A heartfelt farewell to Franz Staehler
Franz Staehler passed away last Saturday, in a hospital in Frankfurt. At the end, the illness he had always been living with defeated his body, yet not his soul.
Franz Staehler passed away, but he will certainly keep on living through his artworks, which remain, and endure because they are, like the mind who generated them, strong, absolute, flexible, ambitiously reaching towards the sky.
Staehler however wasn’t the kind of artist you would see at fairs, Biennales, or in the art galleries which pump money in either case. We are not arguing that the art market is evil, but as Wade Guyton reminded us just before the last art speculative bubble popped ‘there is the misconception that art and the market are closer than they actually are.’ And they don’t necessarily go hand in hand would probably add the extraordinary artist that rests next to his brother in the little cemetery of Auvers. Clearly Staehler cared about the former and didn’t chase the latter. Thus, there are no art dealers mentioned in this story, and this is indeed the first important message the artist left to whoever dives into the art sea and tries to swim without a lifebuoy. Artistic expression doesn’t have owners, and doesn’t want to. At the end of the day, our duty is not to posses it, but to recognize and preserve it so that the energy that arises could then generate new energies.

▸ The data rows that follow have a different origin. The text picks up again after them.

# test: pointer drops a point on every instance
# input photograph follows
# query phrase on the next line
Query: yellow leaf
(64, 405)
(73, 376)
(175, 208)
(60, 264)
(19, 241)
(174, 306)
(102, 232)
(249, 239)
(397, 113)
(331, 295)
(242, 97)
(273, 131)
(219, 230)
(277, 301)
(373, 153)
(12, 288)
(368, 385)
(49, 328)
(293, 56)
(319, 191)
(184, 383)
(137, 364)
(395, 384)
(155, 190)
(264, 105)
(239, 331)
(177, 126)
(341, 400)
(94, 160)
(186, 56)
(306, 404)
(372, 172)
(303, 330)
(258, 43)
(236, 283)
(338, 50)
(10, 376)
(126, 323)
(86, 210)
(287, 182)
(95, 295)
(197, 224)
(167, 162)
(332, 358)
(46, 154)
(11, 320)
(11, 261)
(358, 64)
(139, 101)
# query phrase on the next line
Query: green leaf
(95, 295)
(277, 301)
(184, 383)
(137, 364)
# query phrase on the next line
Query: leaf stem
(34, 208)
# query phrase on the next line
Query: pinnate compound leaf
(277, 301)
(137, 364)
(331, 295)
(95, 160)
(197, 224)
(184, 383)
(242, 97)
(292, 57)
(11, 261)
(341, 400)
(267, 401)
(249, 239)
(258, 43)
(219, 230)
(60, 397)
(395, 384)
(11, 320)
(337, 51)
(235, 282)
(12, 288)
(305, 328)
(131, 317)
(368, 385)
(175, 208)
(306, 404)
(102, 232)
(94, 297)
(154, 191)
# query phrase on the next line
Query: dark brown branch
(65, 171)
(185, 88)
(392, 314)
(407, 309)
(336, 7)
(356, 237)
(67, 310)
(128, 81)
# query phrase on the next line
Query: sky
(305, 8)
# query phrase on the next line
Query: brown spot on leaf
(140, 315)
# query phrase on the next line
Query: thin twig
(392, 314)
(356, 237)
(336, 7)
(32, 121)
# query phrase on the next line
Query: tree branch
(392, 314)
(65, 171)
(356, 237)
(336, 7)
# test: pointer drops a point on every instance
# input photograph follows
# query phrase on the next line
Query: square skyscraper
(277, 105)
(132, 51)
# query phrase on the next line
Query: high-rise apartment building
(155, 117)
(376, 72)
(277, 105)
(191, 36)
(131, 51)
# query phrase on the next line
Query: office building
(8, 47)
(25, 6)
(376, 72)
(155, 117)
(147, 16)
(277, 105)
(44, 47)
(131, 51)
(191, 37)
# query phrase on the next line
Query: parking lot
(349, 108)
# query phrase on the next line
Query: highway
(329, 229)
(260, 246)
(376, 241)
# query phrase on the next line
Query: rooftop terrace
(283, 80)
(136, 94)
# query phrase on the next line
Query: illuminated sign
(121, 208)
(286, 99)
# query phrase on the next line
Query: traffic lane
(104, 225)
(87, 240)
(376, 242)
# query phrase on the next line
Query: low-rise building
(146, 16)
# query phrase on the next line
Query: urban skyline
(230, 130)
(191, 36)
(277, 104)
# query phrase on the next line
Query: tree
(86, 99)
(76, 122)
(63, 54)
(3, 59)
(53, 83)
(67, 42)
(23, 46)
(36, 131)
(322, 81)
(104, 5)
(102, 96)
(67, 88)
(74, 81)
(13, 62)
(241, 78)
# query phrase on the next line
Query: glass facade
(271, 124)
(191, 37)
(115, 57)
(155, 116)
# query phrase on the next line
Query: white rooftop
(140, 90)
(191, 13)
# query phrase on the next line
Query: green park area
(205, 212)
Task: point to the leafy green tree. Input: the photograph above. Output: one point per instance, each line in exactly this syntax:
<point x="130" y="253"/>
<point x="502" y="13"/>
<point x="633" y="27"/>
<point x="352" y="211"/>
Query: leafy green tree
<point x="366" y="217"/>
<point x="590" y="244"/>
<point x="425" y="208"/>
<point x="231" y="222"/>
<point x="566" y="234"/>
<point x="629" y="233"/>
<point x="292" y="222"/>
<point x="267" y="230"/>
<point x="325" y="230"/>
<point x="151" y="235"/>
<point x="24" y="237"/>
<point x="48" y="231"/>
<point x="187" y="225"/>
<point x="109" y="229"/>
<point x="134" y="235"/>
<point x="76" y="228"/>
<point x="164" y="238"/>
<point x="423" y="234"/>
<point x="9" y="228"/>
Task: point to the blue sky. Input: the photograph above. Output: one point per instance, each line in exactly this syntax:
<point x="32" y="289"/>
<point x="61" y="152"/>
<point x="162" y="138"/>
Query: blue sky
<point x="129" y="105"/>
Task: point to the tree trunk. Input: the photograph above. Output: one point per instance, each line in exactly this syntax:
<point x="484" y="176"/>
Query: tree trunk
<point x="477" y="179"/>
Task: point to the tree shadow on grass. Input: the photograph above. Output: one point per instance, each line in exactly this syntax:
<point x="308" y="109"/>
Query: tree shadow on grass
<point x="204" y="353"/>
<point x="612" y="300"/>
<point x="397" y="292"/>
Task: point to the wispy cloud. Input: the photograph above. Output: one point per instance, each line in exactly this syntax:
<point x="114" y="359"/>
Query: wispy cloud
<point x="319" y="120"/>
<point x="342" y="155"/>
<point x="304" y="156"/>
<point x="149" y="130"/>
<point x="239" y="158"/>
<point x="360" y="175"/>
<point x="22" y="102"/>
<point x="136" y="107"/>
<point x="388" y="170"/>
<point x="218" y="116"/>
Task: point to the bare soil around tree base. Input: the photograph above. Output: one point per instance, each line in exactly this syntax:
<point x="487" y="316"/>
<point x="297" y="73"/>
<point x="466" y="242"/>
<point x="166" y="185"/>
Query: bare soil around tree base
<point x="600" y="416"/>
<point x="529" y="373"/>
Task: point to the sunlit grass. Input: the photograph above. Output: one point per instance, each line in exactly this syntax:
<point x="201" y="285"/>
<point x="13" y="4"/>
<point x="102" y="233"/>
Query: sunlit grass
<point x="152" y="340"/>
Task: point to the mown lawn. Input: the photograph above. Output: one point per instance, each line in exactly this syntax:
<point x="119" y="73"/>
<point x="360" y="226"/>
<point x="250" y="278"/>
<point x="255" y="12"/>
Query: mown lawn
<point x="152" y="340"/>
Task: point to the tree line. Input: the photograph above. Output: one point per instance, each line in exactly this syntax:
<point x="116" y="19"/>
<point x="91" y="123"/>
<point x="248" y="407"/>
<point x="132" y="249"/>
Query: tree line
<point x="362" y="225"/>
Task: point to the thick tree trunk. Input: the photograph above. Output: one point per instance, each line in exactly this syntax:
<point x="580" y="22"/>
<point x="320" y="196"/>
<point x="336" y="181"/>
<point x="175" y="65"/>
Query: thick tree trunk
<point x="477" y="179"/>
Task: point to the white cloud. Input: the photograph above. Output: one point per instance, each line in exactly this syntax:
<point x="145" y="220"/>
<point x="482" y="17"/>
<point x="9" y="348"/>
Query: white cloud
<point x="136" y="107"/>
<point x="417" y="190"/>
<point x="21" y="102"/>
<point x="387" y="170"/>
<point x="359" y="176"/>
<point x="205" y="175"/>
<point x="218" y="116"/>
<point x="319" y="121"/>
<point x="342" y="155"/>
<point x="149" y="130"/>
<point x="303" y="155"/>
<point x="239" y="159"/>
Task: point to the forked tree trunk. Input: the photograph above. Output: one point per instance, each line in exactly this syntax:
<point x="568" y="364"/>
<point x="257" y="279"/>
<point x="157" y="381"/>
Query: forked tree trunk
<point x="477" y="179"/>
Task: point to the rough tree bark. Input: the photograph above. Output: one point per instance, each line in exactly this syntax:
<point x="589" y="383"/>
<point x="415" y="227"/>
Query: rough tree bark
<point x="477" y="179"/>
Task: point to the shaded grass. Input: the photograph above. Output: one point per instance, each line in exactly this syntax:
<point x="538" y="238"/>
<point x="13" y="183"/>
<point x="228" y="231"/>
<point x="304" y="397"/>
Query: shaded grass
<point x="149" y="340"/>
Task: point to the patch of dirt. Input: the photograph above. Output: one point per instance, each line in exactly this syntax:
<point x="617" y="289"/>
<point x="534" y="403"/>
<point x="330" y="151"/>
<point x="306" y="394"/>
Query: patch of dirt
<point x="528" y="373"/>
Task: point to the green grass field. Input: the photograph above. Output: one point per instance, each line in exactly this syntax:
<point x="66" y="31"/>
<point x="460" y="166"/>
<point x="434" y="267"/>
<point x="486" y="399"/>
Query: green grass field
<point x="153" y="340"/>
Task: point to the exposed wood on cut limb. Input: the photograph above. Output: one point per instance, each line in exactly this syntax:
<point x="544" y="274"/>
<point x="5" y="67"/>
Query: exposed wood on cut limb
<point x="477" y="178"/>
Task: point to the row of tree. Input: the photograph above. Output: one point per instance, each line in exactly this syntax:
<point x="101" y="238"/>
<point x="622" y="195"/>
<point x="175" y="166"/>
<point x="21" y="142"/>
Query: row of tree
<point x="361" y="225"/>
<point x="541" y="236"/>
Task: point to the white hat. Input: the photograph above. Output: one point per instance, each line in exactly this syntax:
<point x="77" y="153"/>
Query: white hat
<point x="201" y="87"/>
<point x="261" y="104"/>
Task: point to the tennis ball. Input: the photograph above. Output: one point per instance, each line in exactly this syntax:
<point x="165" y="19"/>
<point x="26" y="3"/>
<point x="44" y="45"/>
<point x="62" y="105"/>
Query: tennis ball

Born in 1956 in Niederzeuzheim, a few hours by car from pivotal cities for German contemporary art such as Düsseldorf and Kassel, since the mid-1970s Staehler has worked mainly in Italy, without however giving up that instinctive need to give shape to human passions which characterises those artists, from Albrecht Dürer to Joseph Beuys, coming from this part of the world (at least on a visual level). It only happened that in Italy German Expressionism – a modern category which over the years has become meta-historical – has acquired that lightness that Italo Calvino has so well explained in his Six Memos for the Next Millennium. Staehler has rooted in this lightness the huge amphoras which stand out against the sky, like elegant African giraffe, or the vertiginous tulips, which dangerously sway in the wind but never break. Or else, with this lightness he has moulded bricks and rounded their corners, in order to make them fluid and flowing like reeds which are used to shape the space, or to leave mysterious traces. They are traces left by a master who has always preferred examples over teachings, and whose superhuman force lay in his humbleness.
You can find those like Staehler – from Giuliano Mauri to Valeriano Trubbiani, just to mention a few – only if you know how to see them; but once you see them then you discover they were there, close to you, accessible like their artworks. Staehler’s places are the Collezione Rossini in Briosco, which possibly preserves the largest corpus of works available to the public, but also the Fattoria la Loggia in San Casciano Val di Pesa, or Palazzo Taffini in Savigliano (Turin), where Staehler has placed some of his last sculptures. Other works are spread in Germany, but also in France, Switzerland, United States. The precise map of Staehler’s path is yet to be drawn and navigated. It will be tomorrow’s job. As you may have grasped by now, this artist worried more about the work than its storytelling and promotion, hence taking the risk of entrusting historians the task to decide whether and how much to talk about him. This is an extremely significant act in today’s art world, which is in constant need for self-celebration and always keen on writing today, somehow, tomorrow’s history. Yet, selfishness is so weak before the passing time… Right now however let’s remember this man and the message he left us.